Key idea: Researchers report having achieved quantum teleportation from a photon to a solid-state qubit over a distance of 1km, with a novel approach using multiplexed quantum memories.
Original author and publication date: ICFO-The Institute of Photonic Sciences – April 19, 2023
Futurizonte Editor’s Note: Quantum teleportation, previously thought as a science-fiction trick to easily move people from one place to a distant other place, may be a reality sooner than expected.
From the article:
Quantum teleportation is a technique allowing the transfer of quantum information between two distant quantum objects, a sender and a receiver, using a phenomenon called quantum entanglement as a resource. The unique feature of this process is that the actual information is not transferred by sending quantum bits (qubits) through a communication channel connecting the two parties; instead, the information is destroyed at one location and appears at the other one without physically travelling between the two. This surprising property is enabled by quantum entanglement, accompanied by the transmission of classical bits.

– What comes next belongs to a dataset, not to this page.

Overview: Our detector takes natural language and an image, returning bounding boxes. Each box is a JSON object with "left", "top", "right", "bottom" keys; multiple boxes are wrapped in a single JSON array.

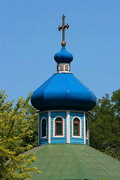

There is a deep interest in quantum teleportation nowadays within the field of quantum communications and quantum networks because it would allow the transfer of quantum bits between network nodes over very long distances, using previously shared entanglement. This would help the integration of quantum technologies into current telecommunication networks and extend the ultra-secure communications enabled by these systems to very long distances. In addition, quantum teleportation permits the transfer of quantum information between different kinds of quantum systems, e.g. between light and matter or between different kinds of quantum nodes.
Quantum teleportation was theoretically proposed in the early 90s and experimental demonstrations were carried out by several groups around the world.
While the scientific community has gained extensive experience on how to perform these experiments, there is still an open question on how to teleport information in a practical way, allowing reliable and fast quantum communication over an extended network.
It seems clear that such an infrastructure should be compatible with the current telecommunications network. In addition, the protocol of quantum teleportation requires a final operation to be applied on the teleported qubit, conditioned on the result of the teleportation measurement (transmitted by classical bits), in order to transfer the information faithfully and at a higher rate, a feature called active feed-forward. This means that the receiver requires a device known as a quantum memory that can store the qubit without degrading it until the final operation can be implemented. Finally, this quantum memory should be able to operate in a multiplexed fashion to maximize the speed of teleporting information when the sender and the receiver are far away. To date, no implementation had incorporated these three requirements in the same demonstration.